March 21 (Bloomberg) -- Ziggo NV, the Dutch cable company owned by Warburg Pincus LLC and Cinven Ltd., rose 15 percent on the first day of trading after its initial public offering raised 804 million euros ($1.1 billion) with shares sold at the top end of its price range.
Shareholders of Ziggo sold 43.5 million shares at 18.50 euros each, the Utrecht, Netherlands-based company said in a statement yesterday. Ziggo rose as much as 3.45 euros to 21.95 euros a share in Amsterdam trading before retreating to close at 21.25 euros. The IPO is the biggest in Europe so far this year, according to data compiled by Bloomberg.
“Today’s movement reflects the strong demand for the cable industry,” Nick Brown, a London-based analyst at Espirito Santo Investment Bank, said by phone. “There were obviously some disappointed investors that weren’t able to get as many shares as they would have liked in the IPO, or any at all. This bodes well for any future placings.”
Warburg and Cinven are taking advantage of Ziggo’s above-average profitability, and the cable company plans to pay 220 million euros in dividends this year to entice new investors. The company said on March 9 the new stock would be priced at 16.50 euros to 18.50 euros a share.
Cinven is making about 2.2 times its investment in the share sale, less than the 3.5 times that Warburg Pincus made on its money because it invested earlier, according to people with knowledge of the matter, who declined to be identified because the process is private.
Warburg Pincus bought the Dutch cable company Multikabel for $625.7 million in 2005, and later merged it with rivals Casema and Kabelcom, which Cinven helped Warburg buy for a combined enterprise value of $5.9 billion, according to Bloomberg data. The result of the merger, Ziggo, is now valued at about 7.5 billion euros ($9.95 billion) including debt, according to Bloomberg data. Officials at Warburg and Cinven declined to comment on returns.
Ziggo is the largest cable-television operator in the Netherlands with an estimated network coverage of 56 percent of the country’s easily connectable homes at the end of last year, according to its prospectus. It offers TV, digital pay TV, high-speed broadband internet and telephone services. Its main strategy is to offer packages of services at a lower price than customers would pay for the individual service subscriptions.

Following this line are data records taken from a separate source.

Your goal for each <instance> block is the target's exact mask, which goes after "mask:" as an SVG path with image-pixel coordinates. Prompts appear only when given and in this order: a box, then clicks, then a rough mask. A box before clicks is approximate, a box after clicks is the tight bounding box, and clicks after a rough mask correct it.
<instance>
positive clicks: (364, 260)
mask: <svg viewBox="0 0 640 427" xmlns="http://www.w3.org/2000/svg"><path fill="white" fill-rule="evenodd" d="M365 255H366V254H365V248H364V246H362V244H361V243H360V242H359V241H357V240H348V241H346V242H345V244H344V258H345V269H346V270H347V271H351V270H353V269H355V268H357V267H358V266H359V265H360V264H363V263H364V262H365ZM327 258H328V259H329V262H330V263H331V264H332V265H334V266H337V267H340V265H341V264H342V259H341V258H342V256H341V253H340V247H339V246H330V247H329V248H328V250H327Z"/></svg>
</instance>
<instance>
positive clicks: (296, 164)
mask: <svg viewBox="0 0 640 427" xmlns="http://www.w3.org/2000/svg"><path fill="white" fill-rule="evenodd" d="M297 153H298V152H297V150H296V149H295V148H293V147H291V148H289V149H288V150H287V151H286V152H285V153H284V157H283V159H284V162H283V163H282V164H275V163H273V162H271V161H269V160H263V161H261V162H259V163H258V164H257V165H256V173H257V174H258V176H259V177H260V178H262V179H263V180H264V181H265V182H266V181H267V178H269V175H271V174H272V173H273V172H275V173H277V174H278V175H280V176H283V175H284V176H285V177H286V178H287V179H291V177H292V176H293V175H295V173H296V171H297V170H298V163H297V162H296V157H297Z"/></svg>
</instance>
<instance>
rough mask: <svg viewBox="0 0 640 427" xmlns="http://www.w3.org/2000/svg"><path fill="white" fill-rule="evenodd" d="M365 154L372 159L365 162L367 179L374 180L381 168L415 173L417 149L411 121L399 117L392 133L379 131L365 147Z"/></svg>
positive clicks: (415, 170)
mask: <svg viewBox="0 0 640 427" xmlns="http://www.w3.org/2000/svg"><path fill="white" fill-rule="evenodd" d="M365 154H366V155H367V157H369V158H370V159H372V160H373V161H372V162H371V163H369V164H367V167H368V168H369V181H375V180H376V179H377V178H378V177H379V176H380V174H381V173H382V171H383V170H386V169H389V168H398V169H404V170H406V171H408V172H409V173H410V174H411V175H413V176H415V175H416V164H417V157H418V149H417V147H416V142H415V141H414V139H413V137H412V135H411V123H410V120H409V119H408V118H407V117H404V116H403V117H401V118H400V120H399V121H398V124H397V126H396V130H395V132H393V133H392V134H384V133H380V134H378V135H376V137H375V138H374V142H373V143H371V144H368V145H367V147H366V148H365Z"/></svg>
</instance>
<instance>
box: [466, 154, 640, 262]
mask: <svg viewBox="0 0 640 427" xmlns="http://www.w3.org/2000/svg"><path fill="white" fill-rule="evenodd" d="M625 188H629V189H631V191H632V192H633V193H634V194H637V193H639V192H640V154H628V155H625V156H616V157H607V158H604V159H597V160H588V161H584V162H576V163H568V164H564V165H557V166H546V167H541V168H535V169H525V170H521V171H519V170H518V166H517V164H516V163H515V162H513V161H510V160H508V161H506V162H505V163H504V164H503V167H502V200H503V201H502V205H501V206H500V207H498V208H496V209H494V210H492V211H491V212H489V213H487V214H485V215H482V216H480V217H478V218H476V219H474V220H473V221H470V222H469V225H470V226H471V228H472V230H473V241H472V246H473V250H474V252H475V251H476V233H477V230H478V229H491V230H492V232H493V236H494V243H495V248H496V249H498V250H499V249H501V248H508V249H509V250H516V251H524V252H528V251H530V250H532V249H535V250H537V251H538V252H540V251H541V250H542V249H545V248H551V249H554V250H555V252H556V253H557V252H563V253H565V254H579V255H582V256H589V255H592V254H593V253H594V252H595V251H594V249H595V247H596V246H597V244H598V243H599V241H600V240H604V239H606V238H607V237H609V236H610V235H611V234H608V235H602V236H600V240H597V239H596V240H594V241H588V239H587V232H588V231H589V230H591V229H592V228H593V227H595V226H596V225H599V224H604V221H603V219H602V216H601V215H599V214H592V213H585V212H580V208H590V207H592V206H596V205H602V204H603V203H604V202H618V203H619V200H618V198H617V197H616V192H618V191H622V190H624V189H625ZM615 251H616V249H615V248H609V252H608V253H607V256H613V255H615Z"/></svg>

“We identified the Dutch cable market as an attractive and growing industry and then created a new national market leader,” Joseph Schull, head of Warburg Pincus in Europe, said yesterday in an e-mailed statement. “We also supported significant capital investment and an ambitious growth strategy,” he said.
Growth is expected to come from Ziggo’s entrance on the Dutch mobile market, planned for 2013, and from the corporate market where the company plans add-on acquisitions, chief financial officer Bert Groenewegen said in an interview today. This year, the company expects to see similar growth drivers to 2011, including a strong demand for triple play - television, phone and internet - and an increasing share in the corporate market, he said.
Ziggo, which competes with Royal KPN NV in the Netherlands and Liberty Global’s UPC, increased the amount of stock in the offering to 43 million shares from 35 million shares originally planned, and added a 15 percent over-allotment option. If the over-allotment option is exercised in full, the IPO will represent 25 percent of the total issued share capital of Ziggo, the company said yesterday.
“This has been a classic ‘consolidate and build’ investment, with Ziggo expanding revenues and margins whilst delivering significant innovation to customers,” David Barker, a partner at Cinven, said in an e-mailed statement yesterday.
The share sale is the first IPO on the Amsterdam Stock Exchange in more than two years. Trading in the shares will start today.
Ziggo is among European companies seeking to sell shares as the region’s stock markets rebound. While the Stoxx Europe 600 Index retreated yesterday, the gauge has still gained 10 percent this year as the European Central Bank disbursed 1 trillion euros to the region’s lenders.
On March 19, DKSH Holding Ltd., a Swiss company that helps clients expand in Asian markets, raised 821 million francs ($900 million) through an IPO in Zurich.
Ziggo’s earnings before interest, taxes, depreciation and amortization rose to 835 million euros last year, or 56.5 percent of sales. That ratio, a gauge of profitability known as Ebitda margin, is 43.6 percent at Kabel Deutschland and 52.5 percent at Telenet, controlled by Liberty Global Inc., according to data compiled by Bloomberg.
Ziggo won’t get any proceeds from the offering, according to the original IPO prospectus. Besides its private-equity owners, some executives and employees also planned to sell shares in the offering.
JPMorgan Chase & Co. and Morgan Stanley were managing the IPO, alongside Deutsche Bank AG and UBS AG.